Single by Hawk Nelson

from the album Hawk Nelson Is My Friend
- Released: December 24, 2007
- Recorded: May 15, 2005
- Genre: Pop punk, Christian punk
- Length: 2:48 (Album Version), 2:50 (Single Version)
- Label: Tooth & Nail
- Songwriter(s): Hawk Nelson and Trevor McNevan
- Producer(s): Aaron Sprinkle

Hawk Nelson singles chronology
| "Zero" (2006) | "Friend Like That" (2007) | "Live Life Loud" (2009) |

= Friend Like That =

"Friend Like That" is the first single from Hawk Nelson's third album, Hawk Nelson Is My Friend. It was released on Christmas Eve of 2007. This song is on the Digital Praise PC game Guitar Praise. This song was appearing by the compilation album WOW Hits 2009 and his regular versions.

==Release==
"Friend Like That" was released as single through iTunes on December 24, 2007.
In its first week of release to iTunes, the song sold 25,000 digital copies.

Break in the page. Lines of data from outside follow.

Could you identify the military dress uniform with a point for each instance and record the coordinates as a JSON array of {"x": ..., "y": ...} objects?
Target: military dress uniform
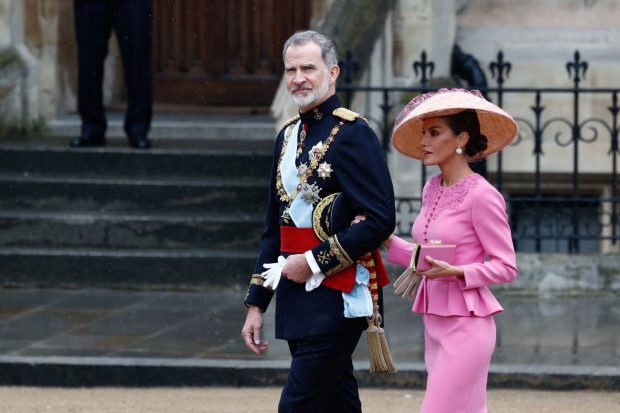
[{"x": 336, "y": 152}]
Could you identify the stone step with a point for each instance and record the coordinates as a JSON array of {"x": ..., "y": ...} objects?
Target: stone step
[
  {"x": 134, "y": 269},
  {"x": 60, "y": 229},
  {"x": 166, "y": 195},
  {"x": 126, "y": 163},
  {"x": 179, "y": 126}
]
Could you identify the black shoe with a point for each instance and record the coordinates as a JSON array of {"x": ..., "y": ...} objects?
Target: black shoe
[
  {"x": 87, "y": 142},
  {"x": 141, "y": 142}
]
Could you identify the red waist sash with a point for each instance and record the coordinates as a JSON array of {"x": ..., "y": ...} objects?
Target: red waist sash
[{"x": 295, "y": 240}]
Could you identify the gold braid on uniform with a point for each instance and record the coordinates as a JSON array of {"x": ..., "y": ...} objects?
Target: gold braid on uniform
[
  {"x": 321, "y": 229},
  {"x": 308, "y": 171}
]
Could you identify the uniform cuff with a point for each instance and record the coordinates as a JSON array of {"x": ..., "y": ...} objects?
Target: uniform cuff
[{"x": 314, "y": 266}]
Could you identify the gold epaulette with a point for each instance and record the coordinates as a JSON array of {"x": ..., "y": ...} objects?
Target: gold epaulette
[
  {"x": 346, "y": 114},
  {"x": 290, "y": 121}
]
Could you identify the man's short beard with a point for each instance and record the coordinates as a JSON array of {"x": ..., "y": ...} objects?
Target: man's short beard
[{"x": 312, "y": 97}]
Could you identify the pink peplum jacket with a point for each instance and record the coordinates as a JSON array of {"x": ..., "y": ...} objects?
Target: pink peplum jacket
[{"x": 472, "y": 215}]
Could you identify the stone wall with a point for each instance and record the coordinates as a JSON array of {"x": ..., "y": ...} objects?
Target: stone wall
[{"x": 547, "y": 274}]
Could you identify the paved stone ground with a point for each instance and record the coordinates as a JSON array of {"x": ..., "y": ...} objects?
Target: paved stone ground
[
  {"x": 264, "y": 400},
  {"x": 172, "y": 338}
]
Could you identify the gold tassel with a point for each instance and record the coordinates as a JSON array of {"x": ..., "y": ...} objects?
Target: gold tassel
[{"x": 381, "y": 361}]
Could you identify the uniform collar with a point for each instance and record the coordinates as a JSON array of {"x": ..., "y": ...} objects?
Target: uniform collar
[{"x": 315, "y": 115}]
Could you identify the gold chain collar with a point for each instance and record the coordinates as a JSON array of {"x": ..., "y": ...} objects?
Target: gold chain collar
[{"x": 306, "y": 172}]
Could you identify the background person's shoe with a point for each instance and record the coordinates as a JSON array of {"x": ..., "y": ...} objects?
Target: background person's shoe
[
  {"x": 141, "y": 142},
  {"x": 86, "y": 142}
]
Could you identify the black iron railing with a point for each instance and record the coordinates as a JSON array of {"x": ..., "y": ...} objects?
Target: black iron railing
[{"x": 567, "y": 211}]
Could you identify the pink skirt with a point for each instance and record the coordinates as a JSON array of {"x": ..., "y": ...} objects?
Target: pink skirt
[{"x": 457, "y": 355}]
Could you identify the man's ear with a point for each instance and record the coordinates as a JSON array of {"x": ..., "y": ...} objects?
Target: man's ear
[{"x": 334, "y": 71}]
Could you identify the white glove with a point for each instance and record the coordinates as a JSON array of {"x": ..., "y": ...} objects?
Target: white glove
[
  {"x": 314, "y": 281},
  {"x": 273, "y": 273}
]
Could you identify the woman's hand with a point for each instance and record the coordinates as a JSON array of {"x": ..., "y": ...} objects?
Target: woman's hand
[
  {"x": 359, "y": 218},
  {"x": 388, "y": 242},
  {"x": 441, "y": 269}
]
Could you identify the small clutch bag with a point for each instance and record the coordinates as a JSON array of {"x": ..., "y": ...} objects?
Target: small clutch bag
[
  {"x": 407, "y": 284},
  {"x": 437, "y": 251}
]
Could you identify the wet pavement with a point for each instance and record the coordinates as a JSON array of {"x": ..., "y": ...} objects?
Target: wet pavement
[{"x": 97, "y": 336}]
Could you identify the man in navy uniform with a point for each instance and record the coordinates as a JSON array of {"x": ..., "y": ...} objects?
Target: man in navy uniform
[{"x": 325, "y": 150}]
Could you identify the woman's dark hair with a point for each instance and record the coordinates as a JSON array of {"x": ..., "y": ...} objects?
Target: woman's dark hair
[{"x": 467, "y": 121}]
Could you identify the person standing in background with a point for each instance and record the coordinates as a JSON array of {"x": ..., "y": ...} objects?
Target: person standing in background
[{"x": 94, "y": 22}]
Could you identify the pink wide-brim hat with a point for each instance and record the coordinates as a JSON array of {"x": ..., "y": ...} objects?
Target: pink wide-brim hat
[{"x": 496, "y": 124}]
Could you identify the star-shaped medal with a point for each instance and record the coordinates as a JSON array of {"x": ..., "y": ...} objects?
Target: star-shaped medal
[
  {"x": 324, "y": 171},
  {"x": 310, "y": 193},
  {"x": 302, "y": 169},
  {"x": 317, "y": 151}
]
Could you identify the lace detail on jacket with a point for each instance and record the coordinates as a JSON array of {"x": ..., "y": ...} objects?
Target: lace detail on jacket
[{"x": 438, "y": 198}]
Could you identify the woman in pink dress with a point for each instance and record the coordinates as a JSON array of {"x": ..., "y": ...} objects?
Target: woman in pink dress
[{"x": 450, "y": 128}]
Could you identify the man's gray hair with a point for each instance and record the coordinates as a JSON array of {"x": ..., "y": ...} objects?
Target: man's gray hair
[{"x": 328, "y": 49}]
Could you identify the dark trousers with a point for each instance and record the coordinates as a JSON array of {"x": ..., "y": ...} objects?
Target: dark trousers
[
  {"x": 131, "y": 20},
  {"x": 321, "y": 376}
]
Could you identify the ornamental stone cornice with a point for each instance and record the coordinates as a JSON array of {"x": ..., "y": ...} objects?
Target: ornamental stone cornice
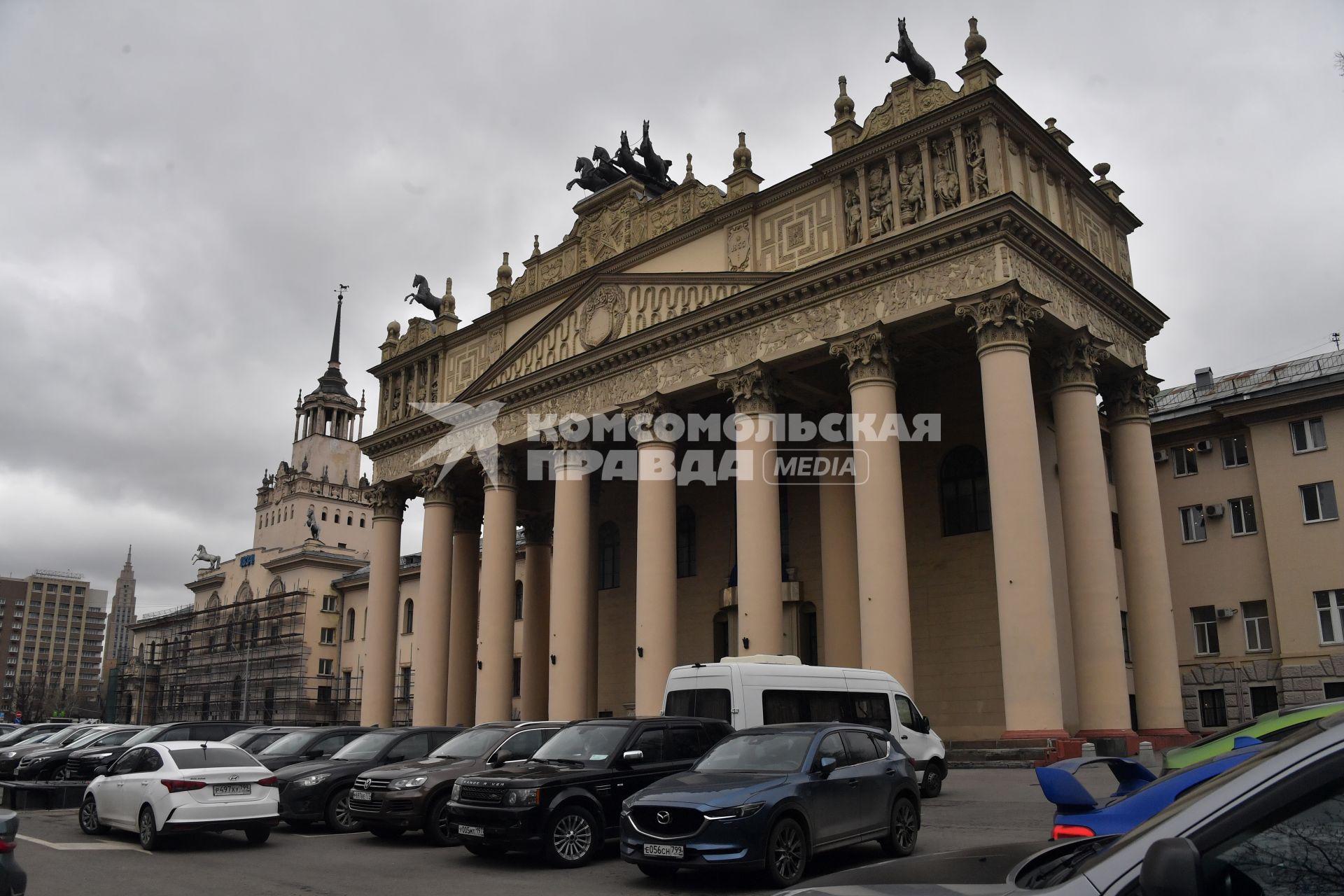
[
  {"x": 1002, "y": 318},
  {"x": 867, "y": 355},
  {"x": 1077, "y": 360},
  {"x": 1129, "y": 397},
  {"x": 750, "y": 388}
]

In the week of March 19, 2008, "Friend Like That" was at #5 on R&R's Christian CHR chart, and had jumped to the #3 position on the Christian rock songs chart. It ended 2008 as the eleventh most-played song on R&R magazine's Christian CHR chart for the year.

==Style==
Allmusic reviewer Rick Anderson called the song "charmingly goofy. ['Friend Like That'] acts as the distilled essence of the band's trademark approach: slightly whimsical lyrics, a shout-along chorus, and a song that somehow adds up to more than the sum of its parts."

==Music video==
In the music video for "Friend Like That", the band members are in a cartoon world, populated by characters and scenery also seen on the cover art and "board game" in the special-edition version of the album Hawk Nelson Is My Friend. Lead singer Jason Dunn is singing as he runs, while the others wait patiently for him to reach the group. He finally comes and they drive off. After stopping off, they enter a building and find themselves playing a live concert on stage.